Scatter-gather buffer support

Lee Howes asked me to post this feedback here.

To provide some context, we use zstd to compress all the trades which occur in the United States daily, which we store into a live custom database for the US SEC and the major financial institutions as per Congressional mandate. This is a lot of data, for example a single channel from OPRA which supplies options and futures might be 1Tb-2Tb per day, and OPRA has forty something channels, and that is just one exchange. We need to provide queries across this live dataset up to a few seconds from just now, but also into the past for several years, and we need to return the first result for any arbitrary query within a millisecond 99.9% of the time, and maintain many sigmas of availability.

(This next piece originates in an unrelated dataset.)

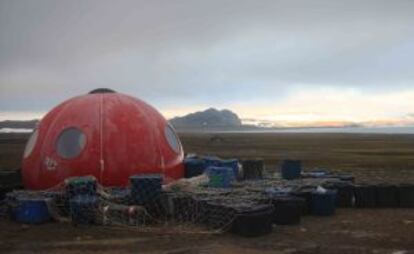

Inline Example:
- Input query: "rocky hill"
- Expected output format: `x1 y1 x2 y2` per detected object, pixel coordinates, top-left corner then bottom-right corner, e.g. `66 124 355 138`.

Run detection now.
170 108 242 129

I'll firstly say, as I told Lee, that there is literally no other game in town than zstd for this problem. You're unique. This is because we have a power law distribution of sizes of blocks to individually compress, so a tiny proporation are massive (e.g. AMZN), but there are millions which are tiny. We therefore need to train a shared dictionary for those millions of small blocks to get their aggregate size down (as each have a lot of shared structure, so they share dictionaries well), but also fire as many CPU cores as possible to parallelise compression. We also have a time space tradeoff, so for some exchanges it is worth doing a fast compression as a low zstd level to get data off to S3 quickly, and later recompress that data with a higher zstd level to achieve better storage density. zstd gives us all the runtime knobs and twiddles to manually customise our compression per exchange, and that's fabulous for us.

zstd is close to perfect to our needs, but its current main weakness for us is in dictionary training:

You must assemble your training set into a single, contiguous, block of memory. This requires us to copy a hundred Gb or so of memory needlessly. If the API instead took a list of pointers each to a training item, or even better again, it took in a sequence of gather buffers (i.e. each training block might itself be distributed across memory), this would be a lot more efficient.
There is no way of dictionary training giving progress, which means the routine appears to just hang for an unpredictable time. Internally, the routine loops dictionary generation as it tries to figure out an optimal set. It would be very useful if it could call a callback function per round, ideally with the ability for the callback routine to say whether the training is "good enough" i.e. we might run a timer, and choose whatever is the best after one minute. It would be also useful if the warnings currently printable could instead be given to the callback function, so we can log them into our proper logger.
Perhaps this is already supported, but dictionary training ought to be embarrassingly parallelisable. I'd like the ability to control the threads doing the training however, for example in C++ 23 all concurrency ought to act via an Executor. Breaking out the internals into public APIs so we can compose our own training implementations would be great.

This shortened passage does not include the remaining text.